In response, Army Cyber Command issued an alert to warn employees about the malicious emails, providing information on how to spot, report and mitigate these incidents. NBC Washington first learned of the internal warnings on Friday.
“This warning is an internal document and a force protection warning from a subordinate unit within Army Cyber Command. These are common warnings that our subordinates — and indeed most U.S. military and government agencies — send out at the discretion of their staff security managers, often several times per week,” said Army Cyber Command spokesperson Charles Stadtlander.
Each malicious email contained a malware laden attachment and was written to appear like it came from the Office of Personnel Management. The messages warned receivers that their respective banks had notified OPM of suspicious account activity that could be reviewed via a malicious attachment. A group of security researchers from Leesburg, Va.-based firm PhishMe first spotted the Locky ransomware campaign last Tuesday.

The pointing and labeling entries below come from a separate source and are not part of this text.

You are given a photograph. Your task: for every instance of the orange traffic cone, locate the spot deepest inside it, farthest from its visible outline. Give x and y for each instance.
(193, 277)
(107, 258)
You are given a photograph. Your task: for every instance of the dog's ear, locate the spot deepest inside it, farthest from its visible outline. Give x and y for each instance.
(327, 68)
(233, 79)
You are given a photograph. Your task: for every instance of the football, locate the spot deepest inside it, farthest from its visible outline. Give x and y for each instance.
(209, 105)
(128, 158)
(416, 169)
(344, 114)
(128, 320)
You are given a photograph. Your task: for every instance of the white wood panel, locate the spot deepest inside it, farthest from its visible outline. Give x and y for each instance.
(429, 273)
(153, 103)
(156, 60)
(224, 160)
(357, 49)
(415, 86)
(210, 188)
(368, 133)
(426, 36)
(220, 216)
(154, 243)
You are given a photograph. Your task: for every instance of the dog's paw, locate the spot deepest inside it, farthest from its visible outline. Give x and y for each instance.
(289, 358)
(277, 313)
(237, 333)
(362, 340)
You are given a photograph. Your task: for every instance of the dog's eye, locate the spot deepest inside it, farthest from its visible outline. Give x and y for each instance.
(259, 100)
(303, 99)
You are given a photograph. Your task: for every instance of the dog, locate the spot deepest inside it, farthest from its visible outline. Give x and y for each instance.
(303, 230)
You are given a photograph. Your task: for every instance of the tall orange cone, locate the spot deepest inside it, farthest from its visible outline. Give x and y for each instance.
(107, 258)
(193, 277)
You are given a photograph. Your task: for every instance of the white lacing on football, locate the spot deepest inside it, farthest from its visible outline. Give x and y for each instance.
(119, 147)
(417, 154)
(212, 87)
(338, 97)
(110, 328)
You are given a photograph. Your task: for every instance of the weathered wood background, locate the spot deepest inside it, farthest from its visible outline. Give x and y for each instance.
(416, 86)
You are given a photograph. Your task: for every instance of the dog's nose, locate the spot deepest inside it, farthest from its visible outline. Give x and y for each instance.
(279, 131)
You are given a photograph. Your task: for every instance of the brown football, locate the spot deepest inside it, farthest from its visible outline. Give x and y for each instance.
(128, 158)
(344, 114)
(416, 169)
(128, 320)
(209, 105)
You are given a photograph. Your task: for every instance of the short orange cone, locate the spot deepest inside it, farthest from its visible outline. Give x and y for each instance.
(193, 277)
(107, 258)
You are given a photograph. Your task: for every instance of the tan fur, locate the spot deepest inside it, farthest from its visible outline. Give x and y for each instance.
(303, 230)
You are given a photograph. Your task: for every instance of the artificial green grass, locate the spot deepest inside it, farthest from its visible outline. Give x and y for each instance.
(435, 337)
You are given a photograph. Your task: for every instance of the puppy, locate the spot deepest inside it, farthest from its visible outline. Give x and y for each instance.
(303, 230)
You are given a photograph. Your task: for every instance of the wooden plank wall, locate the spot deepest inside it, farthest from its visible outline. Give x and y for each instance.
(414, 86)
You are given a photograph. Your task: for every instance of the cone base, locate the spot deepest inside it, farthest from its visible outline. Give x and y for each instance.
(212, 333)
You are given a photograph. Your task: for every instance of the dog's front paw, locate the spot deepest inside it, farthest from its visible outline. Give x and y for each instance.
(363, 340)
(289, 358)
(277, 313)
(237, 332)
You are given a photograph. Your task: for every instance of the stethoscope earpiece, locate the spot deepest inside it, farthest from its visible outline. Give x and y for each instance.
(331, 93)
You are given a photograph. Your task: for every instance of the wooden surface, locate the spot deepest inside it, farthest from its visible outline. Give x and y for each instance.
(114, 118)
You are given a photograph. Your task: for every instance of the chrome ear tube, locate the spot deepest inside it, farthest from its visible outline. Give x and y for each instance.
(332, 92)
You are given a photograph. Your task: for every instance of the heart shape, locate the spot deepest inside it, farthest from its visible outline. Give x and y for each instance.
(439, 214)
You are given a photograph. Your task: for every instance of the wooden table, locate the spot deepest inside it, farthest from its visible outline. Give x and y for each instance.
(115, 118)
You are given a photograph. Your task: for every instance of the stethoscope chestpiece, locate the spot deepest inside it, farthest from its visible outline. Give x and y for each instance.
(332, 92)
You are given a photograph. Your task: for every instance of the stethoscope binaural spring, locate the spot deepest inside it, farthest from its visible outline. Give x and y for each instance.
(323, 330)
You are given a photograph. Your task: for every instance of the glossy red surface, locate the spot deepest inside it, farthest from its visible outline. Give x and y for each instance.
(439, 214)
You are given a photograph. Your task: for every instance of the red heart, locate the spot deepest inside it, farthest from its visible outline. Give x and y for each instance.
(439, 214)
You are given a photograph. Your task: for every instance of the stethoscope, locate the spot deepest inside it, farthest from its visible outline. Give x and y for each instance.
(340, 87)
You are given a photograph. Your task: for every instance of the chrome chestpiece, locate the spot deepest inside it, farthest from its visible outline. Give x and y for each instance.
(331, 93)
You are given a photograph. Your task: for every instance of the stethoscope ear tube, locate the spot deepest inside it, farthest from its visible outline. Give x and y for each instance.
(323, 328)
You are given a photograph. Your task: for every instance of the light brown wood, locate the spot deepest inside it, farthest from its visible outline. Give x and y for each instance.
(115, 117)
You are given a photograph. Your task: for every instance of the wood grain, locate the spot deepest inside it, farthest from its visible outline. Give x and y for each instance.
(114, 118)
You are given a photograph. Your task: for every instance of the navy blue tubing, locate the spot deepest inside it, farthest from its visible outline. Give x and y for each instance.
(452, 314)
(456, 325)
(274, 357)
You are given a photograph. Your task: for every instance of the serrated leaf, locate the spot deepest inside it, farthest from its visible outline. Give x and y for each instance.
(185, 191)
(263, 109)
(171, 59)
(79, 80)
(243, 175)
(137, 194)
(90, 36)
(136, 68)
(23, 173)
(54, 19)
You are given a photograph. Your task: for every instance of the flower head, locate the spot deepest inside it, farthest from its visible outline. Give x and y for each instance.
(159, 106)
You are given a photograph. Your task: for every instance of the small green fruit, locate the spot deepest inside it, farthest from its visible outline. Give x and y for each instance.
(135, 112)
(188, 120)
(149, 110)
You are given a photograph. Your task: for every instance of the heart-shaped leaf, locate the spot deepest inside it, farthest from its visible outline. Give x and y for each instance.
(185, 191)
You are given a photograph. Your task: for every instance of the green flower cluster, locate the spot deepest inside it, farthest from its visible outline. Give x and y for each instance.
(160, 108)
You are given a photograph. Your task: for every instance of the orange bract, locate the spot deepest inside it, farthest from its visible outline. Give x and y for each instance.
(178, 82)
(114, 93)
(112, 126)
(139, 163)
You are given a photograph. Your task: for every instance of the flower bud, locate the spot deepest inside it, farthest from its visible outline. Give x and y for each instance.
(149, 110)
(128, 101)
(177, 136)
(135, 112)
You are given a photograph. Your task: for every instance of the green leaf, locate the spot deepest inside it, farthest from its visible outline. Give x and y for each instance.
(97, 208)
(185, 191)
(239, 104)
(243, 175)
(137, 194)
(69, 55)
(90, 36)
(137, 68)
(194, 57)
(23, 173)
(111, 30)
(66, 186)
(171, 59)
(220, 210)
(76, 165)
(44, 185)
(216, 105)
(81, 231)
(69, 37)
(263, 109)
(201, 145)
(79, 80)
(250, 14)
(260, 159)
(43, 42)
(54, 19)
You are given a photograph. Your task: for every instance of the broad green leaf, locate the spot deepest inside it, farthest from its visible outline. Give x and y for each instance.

Locky is a common, Windows-based ransomware variant that was first discovered in Feb. 2016. The typical ransom price to receive a decryption key for Locky is roughly .5 bitcoin, which is around $360 as of this article’s publication.
“Warnings like this serve as a reminder that cyberspace is a crowded domain where malicious actors exist among Americans conducting their everyday social lives, finances, and business. These actors consistently attempt to impact both US military and civilian systems, and Army Cyber command as well as our fellow military and US government cyber defenders exist to deter attackers,” Stadtlander wrote in a statement.
Security researchers believe that the campaign was not designed to coincide with the U.S. election.
“The first messages in this set were captured by PhishMe at 06:39 Eastern and the last one was received at 12:53 Eastern time. The threat actors’ selection for this timeframe is significant since it encompasses both the earliest risers on the US east coast and the start of the business day for the US west coast as well,” said PhishMe Threat Intelligence Manager Brendan Griffin, “the criminals were likely trying to reach people as they got into the office for work or checked their email for the first time today.”